One of the best lines of advice I've ever gotten came from my aunt Rose in the third grade: "Stop complaining about what you don't like, and do what you can to change it." I took her advice that afternoon, had a much better school year because of it, and promised myself I'd never forget her words of wisdom.

So here I am today, immersed in a sea of politics and culture wars, TV and radio debates, panel discussions and Q & A sessions where I'm challenged to think hard about who I am, what I value, and what messages I hope to convey to the listeners and viewers who count on me to tell them what I really think.

There's never a day that goes by that I don't think about my aunt's advice. So, let's do ourselves--and our country--a favor and apply it.

Yes, the mainstream media is painfully biased. Yes, the Obama administration has and will continue to use Hollywood and the entertainment industry to push its agenda. Yes, the Left has been highly focused on--and skilled at--using pop culture outlets to shift public opinion on political, cultural, and social issues. Yes, academia is often in the brainwashing business and revisionist history is alive and well.

And now for my controversial statement--So what? What do the Left's tactics have to do with me or my ability to counter them with smart policy, solid media strategy, innovative marketing, effective delivery, creative projects, and youth outreach? Nothing. They have absolutely nothing to do with me. Unless, of course, I spend more time complaining about what's wrong than challenging it. That, I'm afraid, is a mistake being made all too often on the right.

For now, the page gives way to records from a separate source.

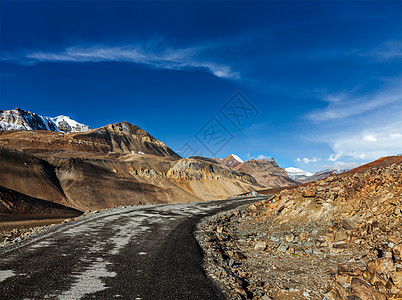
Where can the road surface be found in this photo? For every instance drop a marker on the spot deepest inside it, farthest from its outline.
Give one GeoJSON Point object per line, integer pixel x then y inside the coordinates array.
{"type": "Point", "coordinates": [143, 252]}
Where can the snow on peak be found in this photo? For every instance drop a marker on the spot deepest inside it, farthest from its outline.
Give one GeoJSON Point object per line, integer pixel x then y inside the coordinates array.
{"type": "Point", "coordinates": [18, 119]}
{"type": "Point", "coordinates": [297, 174]}
{"type": "Point", "coordinates": [297, 171]}
{"type": "Point", "coordinates": [237, 158]}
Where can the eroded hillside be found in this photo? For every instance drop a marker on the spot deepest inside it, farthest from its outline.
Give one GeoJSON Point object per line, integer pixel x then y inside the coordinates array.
{"type": "Point", "coordinates": [338, 238]}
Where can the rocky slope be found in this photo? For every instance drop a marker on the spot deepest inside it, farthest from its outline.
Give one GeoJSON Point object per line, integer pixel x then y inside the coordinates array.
{"type": "Point", "coordinates": [18, 119]}
{"type": "Point", "coordinates": [322, 175]}
{"type": "Point", "coordinates": [338, 238]}
{"type": "Point", "coordinates": [266, 172]}
{"type": "Point", "coordinates": [14, 203]}
{"type": "Point", "coordinates": [297, 174]}
{"type": "Point", "coordinates": [231, 161]}
{"type": "Point", "coordinates": [118, 164]}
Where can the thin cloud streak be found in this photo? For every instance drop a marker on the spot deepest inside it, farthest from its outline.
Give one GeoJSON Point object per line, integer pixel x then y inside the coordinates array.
{"type": "Point", "coordinates": [166, 58]}
{"type": "Point", "coordinates": [348, 105]}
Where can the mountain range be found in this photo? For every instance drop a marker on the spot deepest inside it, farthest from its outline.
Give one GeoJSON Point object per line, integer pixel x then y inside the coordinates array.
{"type": "Point", "coordinates": [118, 164]}
{"type": "Point", "coordinates": [265, 171]}
{"type": "Point", "coordinates": [18, 119]}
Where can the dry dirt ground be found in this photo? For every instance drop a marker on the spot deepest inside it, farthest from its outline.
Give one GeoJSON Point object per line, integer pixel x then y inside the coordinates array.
{"type": "Point", "coordinates": [338, 238]}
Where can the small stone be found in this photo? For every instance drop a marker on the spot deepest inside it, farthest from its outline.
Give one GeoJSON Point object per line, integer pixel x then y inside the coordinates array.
{"type": "Point", "coordinates": [283, 247]}
{"type": "Point", "coordinates": [260, 246]}
{"type": "Point", "coordinates": [289, 238]}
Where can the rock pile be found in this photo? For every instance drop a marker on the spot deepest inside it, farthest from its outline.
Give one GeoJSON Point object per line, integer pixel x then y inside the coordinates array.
{"type": "Point", "coordinates": [338, 238]}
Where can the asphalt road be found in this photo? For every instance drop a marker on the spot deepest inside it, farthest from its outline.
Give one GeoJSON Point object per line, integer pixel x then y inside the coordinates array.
{"type": "Point", "coordinates": [145, 252]}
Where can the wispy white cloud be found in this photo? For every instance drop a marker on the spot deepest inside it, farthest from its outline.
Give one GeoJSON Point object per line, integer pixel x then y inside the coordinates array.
{"type": "Point", "coordinates": [334, 156]}
{"type": "Point", "coordinates": [370, 138]}
{"type": "Point", "coordinates": [370, 144]}
{"type": "Point", "coordinates": [341, 165]}
{"type": "Point", "coordinates": [153, 54]}
{"type": "Point", "coordinates": [388, 50]}
{"type": "Point", "coordinates": [347, 105]}
{"type": "Point", "coordinates": [308, 160]}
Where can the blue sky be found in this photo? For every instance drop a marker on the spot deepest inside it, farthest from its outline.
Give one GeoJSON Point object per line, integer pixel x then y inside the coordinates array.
{"type": "Point", "coordinates": [323, 80]}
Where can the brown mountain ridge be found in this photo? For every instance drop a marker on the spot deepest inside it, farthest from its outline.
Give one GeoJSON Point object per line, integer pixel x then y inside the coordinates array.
{"type": "Point", "coordinates": [118, 164]}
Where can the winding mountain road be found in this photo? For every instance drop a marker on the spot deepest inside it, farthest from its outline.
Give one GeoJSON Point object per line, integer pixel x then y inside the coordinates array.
{"type": "Point", "coordinates": [142, 252]}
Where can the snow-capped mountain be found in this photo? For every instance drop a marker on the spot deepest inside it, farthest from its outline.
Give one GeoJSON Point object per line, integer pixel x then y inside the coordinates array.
{"type": "Point", "coordinates": [232, 161]}
{"type": "Point", "coordinates": [18, 119]}
{"type": "Point", "coordinates": [297, 174]}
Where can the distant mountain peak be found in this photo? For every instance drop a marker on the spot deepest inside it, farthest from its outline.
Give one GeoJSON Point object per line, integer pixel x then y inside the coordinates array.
{"type": "Point", "coordinates": [19, 119]}
{"type": "Point", "coordinates": [237, 158]}
{"type": "Point", "coordinates": [297, 174]}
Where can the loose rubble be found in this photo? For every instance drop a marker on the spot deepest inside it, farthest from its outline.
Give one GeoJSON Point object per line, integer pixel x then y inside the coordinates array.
{"type": "Point", "coordinates": [338, 238]}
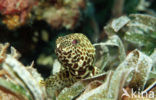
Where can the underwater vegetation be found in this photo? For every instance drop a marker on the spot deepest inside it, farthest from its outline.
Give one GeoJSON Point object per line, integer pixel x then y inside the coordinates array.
{"type": "Point", "coordinates": [77, 50]}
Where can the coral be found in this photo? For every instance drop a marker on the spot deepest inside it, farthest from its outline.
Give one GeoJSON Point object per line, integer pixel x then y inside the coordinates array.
{"type": "Point", "coordinates": [18, 9]}
{"type": "Point", "coordinates": [61, 13]}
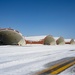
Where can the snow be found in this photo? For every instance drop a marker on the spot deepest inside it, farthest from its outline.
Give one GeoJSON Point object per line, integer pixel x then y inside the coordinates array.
{"type": "Point", "coordinates": [29, 59]}
{"type": "Point", "coordinates": [67, 40]}
{"type": "Point", "coordinates": [35, 38]}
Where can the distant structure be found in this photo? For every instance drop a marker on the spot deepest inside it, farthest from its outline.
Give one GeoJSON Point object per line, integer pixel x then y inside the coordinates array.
{"type": "Point", "coordinates": [59, 40]}
{"type": "Point", "coordinates": [46, 40]}
{"type": "Point", "coordinates": [10, 36]}
{"type": "Point", "coordinates": [69, 41]}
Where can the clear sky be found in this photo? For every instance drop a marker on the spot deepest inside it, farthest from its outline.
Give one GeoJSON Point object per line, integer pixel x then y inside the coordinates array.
{"type": "Point", "coordinates": [39, 17]}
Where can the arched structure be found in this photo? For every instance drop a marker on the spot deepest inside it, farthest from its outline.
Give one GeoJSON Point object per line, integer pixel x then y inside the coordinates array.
{"type": "Point", "coordinates": [11, 37]}
{"type": "Point", "coordinates": [49, 40]}
{"type": "Point", "coordinates": [72, 41]}
{"type": "Point", "coordinates": [69, 41]}
{"type": "Point", "coordinates": [60, 41]}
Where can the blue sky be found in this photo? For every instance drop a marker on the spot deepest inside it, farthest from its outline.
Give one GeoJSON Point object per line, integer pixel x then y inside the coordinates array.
{"type": "Point", "coordinates": [39, 17]}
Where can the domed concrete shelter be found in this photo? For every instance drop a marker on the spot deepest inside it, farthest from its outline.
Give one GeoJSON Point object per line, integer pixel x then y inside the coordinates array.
{"type": "Point", "coordinates": [11, 37]}
{"type": "Point", "coordinates": [49, 40]}
{"type": "Point", "coordinates": [69, 41]}
{"type": "Point", "coordinates": [60, 41]}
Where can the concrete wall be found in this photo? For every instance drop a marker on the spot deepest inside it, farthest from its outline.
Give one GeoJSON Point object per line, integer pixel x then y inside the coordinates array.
{"type": "Point", "coordinates": [49, 40]}
{"type": "Point", "coordinates": [11, 37]}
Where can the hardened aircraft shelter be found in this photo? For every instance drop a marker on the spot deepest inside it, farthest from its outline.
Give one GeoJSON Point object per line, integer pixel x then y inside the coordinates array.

Yes, talking Obamacare repeal is important. But what's more important is having smart, charismatic free-market enthusiasts in media, at events, and in liberal hubs talking specifics about alternatives. Why are the alternatives better? Who stands to gain? Why should young people care?

Where are the hired messengers for this? In D.C. talking to each other? On TV being non-specific? Writing up proposals they can toss on a website that the ideal target audience will never read?

Yes, speaking at conservative college forums is very important. But what's more important is speaking at college liberal forums. Be the odd man or woman out. Challenge the status quo. I promise you that someone in that room will leave thinking about what you've said. I did it as a student at Columbia University, I did it among professors while working in academia, and I do it every day in liberal New York City. Trust me, eyes and ears do open.

Conservative and libertarian novelists, filmmakers, artists, musicians, clothing designers--challenge the system. Use your creativity and talent to define this movement; don't let the Left define it for you. Will it be hard to get projects published and promoted? Sure. You know what else was hard? The drafting of the Constitution. They managed to get it done.

There are people in this business who are content to preach to the choir, spew talking points, and hope for the best. I'm not one of them. So I ask you to join me in working to get people of all ages, races, religions, and professions to think a little harder, to open their eyes and ears a little wider, and to question what many in media and academia have told them for so long.

In other words, let's stop complaining and start doing.